HomeCity News1400 Circle Drive Project Sent Back to Planning Commission

1400 Circle Drive Project Sent Back to Planning Commission

Councilmembers Susan Jakubowski and Gretchen Shepherd Romey recused themselves at the city’s Dec. 13 city council meeting as the council moved to hear an appeal to move a two-story, six-bedroom project forward.

The 1400 Circle Drive project had been through several hearings and the applicant and his lawyer were in attendance at the meeting, hoping to get the go-ahead on the residence.

Planning and Building Director Aldo Cervantes explained that while the applicant had submitted a timely appeal, the plans submitted with the appeal were identical to the ones denied by the Design Review Committee. The applicant then submitted revised plans that did away with the need of a Conditional Use Permit, given that the plans dropped the seventh bedroom.

The issue, Cervantes said, was that the revised plans along with a historical assessment of the home, property and architect were submitted on Dec. 5, six business days before the hearing, without adequate time for Cervantes and assistant planners to review.

The planning and building director also noted that the posterboard in front of the home was not updated with the accurate date of the hearing. In the city’s code, the appeals provision provided unclear “may” verbiage, Cervantes said could have been the issue for the applicant’s noncompliance.

The full provision states: “Failure to post the sign, to include the required information, or to comply with applicable placement or graphic standards or requirements may result in the delay of the required public hearing.”

The council, after hearing from the applicant’s lawyer Richard McDonald, eventually decided to send the project back to the planning commission.
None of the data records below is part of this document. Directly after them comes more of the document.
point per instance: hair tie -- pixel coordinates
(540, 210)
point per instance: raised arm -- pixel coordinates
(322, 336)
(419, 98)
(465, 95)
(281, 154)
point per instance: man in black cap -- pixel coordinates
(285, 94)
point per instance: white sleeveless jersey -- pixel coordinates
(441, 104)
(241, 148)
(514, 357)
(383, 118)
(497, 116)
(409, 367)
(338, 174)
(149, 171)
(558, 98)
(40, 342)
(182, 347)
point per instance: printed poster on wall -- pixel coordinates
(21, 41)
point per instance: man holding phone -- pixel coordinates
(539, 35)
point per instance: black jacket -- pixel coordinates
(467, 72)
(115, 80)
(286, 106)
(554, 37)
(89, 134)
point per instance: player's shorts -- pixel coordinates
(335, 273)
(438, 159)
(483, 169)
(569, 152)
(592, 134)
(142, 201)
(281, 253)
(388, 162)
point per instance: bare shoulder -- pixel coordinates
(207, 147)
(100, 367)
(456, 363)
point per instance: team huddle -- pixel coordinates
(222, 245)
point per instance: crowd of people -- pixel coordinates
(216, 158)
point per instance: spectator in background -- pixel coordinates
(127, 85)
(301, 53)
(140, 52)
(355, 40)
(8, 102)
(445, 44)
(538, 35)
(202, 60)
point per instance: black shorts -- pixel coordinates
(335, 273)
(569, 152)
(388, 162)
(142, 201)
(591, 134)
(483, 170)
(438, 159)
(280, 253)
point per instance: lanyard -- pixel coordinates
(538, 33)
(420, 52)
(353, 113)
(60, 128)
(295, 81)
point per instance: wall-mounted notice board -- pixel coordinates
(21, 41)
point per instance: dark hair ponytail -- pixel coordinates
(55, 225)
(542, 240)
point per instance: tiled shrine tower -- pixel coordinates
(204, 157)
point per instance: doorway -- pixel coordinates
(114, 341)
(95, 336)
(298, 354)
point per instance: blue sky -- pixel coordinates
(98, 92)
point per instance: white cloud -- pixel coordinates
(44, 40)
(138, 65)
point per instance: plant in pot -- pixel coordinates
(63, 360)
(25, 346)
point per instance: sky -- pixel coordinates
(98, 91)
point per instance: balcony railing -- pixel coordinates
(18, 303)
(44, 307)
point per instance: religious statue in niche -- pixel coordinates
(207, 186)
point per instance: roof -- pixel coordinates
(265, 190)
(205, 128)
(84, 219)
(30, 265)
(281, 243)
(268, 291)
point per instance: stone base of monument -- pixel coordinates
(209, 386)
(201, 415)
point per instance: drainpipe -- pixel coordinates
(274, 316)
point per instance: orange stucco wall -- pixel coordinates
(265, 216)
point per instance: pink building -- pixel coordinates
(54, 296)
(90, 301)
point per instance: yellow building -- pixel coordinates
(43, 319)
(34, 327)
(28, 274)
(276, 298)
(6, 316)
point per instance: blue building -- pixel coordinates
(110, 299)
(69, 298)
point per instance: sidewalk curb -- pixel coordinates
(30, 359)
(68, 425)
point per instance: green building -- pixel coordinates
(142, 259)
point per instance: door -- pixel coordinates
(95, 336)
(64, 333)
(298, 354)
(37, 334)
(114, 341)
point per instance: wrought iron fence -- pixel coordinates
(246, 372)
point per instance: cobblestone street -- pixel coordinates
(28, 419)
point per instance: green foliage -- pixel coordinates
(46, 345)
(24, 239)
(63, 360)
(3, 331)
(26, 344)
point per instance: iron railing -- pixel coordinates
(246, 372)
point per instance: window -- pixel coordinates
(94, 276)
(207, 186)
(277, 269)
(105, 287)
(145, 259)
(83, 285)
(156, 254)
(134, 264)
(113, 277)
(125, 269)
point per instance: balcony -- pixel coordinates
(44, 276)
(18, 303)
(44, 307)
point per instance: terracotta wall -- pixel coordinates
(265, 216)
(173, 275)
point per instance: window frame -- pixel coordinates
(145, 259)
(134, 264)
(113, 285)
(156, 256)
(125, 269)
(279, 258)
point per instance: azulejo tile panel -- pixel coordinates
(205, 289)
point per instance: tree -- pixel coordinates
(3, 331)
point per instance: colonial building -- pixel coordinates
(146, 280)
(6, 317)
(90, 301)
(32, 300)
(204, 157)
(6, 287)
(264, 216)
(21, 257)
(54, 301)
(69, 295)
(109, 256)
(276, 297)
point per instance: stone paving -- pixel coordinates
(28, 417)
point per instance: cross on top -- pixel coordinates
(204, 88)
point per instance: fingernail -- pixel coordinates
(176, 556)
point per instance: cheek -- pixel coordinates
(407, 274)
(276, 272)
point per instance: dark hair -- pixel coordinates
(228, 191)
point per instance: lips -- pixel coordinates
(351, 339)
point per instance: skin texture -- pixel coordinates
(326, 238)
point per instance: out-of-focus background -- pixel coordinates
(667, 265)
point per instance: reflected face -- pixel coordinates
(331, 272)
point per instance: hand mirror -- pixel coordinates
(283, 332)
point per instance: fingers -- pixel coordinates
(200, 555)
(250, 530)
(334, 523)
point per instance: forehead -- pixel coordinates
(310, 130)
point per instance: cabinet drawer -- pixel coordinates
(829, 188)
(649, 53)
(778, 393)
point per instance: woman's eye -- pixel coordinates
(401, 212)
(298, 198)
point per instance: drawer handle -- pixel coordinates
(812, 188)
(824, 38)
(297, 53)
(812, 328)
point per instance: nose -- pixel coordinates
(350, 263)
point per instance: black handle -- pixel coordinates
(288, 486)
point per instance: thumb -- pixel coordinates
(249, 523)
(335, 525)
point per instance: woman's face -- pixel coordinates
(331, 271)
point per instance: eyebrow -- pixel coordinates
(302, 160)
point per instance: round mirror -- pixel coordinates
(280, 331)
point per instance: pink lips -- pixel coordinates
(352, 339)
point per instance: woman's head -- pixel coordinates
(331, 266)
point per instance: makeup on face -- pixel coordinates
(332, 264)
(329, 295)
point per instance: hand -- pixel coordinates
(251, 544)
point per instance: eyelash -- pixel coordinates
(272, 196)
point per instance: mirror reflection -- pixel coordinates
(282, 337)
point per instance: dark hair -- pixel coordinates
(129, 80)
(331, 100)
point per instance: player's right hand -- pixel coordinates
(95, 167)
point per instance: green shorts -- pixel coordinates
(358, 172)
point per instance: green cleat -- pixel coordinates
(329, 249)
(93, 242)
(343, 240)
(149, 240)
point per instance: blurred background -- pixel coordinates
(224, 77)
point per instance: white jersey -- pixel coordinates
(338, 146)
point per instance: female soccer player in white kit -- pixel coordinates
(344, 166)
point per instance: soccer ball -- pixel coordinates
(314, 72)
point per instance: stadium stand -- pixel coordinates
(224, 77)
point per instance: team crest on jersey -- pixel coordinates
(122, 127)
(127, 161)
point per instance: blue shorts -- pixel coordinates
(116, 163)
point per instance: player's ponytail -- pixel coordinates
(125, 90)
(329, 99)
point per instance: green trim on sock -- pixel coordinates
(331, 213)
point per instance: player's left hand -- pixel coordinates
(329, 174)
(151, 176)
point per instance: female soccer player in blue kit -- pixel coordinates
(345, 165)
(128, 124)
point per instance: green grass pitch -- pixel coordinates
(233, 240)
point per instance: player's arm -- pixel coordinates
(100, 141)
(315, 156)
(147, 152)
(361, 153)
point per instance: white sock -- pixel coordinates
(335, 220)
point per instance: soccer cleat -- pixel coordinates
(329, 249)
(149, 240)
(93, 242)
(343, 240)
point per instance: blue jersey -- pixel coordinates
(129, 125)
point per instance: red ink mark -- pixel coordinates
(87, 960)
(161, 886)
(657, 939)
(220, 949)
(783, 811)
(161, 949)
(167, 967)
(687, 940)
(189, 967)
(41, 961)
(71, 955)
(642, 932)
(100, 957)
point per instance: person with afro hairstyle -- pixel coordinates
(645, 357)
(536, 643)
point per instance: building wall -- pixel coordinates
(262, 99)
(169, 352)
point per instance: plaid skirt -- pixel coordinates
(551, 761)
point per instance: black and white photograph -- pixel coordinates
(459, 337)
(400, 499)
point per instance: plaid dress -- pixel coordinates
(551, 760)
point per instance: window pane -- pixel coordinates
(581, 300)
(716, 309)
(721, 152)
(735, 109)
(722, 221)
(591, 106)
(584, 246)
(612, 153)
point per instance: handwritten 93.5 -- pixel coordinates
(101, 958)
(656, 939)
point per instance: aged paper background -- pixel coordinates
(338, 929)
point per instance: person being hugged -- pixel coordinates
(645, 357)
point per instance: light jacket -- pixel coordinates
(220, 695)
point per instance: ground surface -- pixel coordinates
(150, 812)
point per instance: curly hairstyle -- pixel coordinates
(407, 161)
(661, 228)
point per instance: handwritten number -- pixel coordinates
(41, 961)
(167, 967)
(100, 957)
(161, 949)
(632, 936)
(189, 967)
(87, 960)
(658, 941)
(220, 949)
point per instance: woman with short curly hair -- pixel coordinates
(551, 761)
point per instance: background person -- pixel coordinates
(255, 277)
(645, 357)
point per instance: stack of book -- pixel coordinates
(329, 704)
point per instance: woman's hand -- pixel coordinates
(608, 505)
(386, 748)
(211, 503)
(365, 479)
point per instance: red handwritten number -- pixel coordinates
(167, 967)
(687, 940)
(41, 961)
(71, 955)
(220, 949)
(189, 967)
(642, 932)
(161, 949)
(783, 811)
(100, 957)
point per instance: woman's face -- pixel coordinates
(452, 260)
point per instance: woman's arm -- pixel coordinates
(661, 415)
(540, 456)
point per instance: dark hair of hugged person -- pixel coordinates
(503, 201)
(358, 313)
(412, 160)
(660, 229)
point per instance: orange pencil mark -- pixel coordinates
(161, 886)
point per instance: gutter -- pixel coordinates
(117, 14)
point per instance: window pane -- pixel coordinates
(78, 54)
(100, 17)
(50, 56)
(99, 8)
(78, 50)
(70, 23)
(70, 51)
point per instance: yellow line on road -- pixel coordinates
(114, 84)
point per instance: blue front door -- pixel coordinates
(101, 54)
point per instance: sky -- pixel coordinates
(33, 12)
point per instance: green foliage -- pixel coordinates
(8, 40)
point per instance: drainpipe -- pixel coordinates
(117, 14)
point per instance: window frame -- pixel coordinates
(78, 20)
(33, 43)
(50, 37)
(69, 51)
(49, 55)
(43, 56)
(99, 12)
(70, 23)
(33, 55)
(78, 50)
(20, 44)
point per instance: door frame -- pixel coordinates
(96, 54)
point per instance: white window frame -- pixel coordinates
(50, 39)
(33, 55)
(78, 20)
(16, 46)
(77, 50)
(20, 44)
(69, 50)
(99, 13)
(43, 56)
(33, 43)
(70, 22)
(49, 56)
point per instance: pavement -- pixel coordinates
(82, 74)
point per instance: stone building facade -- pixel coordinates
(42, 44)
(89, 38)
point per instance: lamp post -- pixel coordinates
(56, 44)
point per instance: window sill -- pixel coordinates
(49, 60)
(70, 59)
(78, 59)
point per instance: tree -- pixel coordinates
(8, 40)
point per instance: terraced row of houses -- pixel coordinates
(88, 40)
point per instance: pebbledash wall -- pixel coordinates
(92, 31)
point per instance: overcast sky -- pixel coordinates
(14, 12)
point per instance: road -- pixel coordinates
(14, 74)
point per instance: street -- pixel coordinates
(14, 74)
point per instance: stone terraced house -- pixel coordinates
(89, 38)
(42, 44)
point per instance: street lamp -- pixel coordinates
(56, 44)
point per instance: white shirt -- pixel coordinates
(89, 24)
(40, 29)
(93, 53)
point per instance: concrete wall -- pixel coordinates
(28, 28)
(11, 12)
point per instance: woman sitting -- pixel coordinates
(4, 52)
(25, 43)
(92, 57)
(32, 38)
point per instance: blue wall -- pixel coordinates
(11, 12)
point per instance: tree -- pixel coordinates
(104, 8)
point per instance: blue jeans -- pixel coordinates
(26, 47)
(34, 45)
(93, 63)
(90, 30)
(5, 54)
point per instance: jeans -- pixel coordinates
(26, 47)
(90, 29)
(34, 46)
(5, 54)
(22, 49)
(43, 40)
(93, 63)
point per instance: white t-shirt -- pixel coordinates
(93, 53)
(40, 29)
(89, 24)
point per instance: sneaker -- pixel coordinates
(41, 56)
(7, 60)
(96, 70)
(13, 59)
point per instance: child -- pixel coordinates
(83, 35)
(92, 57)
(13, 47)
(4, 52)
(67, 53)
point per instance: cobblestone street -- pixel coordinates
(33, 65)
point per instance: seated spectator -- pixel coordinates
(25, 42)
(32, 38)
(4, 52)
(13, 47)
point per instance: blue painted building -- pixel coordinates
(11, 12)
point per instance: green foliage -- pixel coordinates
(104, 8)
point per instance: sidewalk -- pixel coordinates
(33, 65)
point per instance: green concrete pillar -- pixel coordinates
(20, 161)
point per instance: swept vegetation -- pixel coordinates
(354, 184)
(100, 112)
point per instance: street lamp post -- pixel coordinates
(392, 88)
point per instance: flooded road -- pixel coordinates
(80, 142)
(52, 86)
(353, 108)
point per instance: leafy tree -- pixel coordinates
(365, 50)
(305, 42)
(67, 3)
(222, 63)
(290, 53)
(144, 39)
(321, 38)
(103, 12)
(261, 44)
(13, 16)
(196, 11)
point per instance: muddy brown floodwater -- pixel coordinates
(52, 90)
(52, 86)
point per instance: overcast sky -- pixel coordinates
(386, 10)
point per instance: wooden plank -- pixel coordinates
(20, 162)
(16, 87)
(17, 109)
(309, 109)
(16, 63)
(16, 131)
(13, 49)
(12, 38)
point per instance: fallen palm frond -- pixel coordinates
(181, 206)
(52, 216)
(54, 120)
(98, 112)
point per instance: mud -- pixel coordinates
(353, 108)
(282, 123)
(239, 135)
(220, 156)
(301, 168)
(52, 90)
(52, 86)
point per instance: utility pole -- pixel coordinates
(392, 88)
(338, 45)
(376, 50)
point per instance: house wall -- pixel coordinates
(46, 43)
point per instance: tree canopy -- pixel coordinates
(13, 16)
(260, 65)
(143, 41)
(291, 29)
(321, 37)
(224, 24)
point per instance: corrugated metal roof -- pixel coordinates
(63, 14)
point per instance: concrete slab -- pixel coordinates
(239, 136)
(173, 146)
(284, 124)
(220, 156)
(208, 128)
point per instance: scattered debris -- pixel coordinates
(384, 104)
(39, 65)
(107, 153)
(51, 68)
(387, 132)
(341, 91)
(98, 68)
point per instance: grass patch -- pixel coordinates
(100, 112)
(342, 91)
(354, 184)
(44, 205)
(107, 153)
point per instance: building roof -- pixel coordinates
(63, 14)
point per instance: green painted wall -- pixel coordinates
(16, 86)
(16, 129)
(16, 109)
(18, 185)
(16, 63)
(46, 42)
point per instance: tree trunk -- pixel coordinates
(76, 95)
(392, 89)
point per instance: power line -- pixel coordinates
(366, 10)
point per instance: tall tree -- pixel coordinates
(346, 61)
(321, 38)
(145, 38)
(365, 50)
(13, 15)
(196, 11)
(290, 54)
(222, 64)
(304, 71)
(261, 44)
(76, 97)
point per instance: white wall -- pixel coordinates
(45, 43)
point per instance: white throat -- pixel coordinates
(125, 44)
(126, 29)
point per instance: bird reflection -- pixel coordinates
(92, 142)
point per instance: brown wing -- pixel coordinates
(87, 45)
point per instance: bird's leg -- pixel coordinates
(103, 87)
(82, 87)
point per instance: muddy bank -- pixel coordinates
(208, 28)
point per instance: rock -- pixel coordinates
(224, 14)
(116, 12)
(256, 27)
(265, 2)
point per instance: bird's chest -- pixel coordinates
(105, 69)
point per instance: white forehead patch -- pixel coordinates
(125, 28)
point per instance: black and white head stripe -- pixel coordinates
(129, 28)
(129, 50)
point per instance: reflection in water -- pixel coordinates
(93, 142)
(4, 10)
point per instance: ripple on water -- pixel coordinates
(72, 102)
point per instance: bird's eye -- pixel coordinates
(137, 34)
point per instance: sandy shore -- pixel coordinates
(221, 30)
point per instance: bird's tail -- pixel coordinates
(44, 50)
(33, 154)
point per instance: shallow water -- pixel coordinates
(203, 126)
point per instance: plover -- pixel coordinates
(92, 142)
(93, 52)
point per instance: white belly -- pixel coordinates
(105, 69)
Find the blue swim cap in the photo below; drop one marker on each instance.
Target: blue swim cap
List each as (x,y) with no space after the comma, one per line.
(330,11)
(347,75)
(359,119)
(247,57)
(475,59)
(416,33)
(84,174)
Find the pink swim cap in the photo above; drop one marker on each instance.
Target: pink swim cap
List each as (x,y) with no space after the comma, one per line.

The “appeal of commission decisions” process includes four methods the city council can take: to accept the prior decision of the commission, to require a summary of the evidence through which the commission made its decision, to refer the matter back to the commission, or to set the matter for a hearing within forty days to decide the case de novo, hearing the case as if it was an entirely new project.

In a phone conversation Wednesday evening, McDonald said they were told that the Wednesday evening hearing would be a de novo hearing, and said the materials had been submitted as early as September as well as that the planning department was aware of the historical analysis.

“We were not told they would be thinking of sending it back to the planning commission,” McDonald said. “Telling us one thing and then doing something different isn’t good.”

He explained that with regard to the four options in the code, they were under the impression that the de novo option had already been selected, and that they believed it would take place at the Dec. 13 meeting.

McDonald said the tenant is prepared to testify at the Planning Commission meeting as to the bad condition of the home, including sloping floors, and portions of the home that need to be brought up to code.

“It’s time for a new house consistent with the standards of San Marino,” McDonald said. “It’s a really good project.”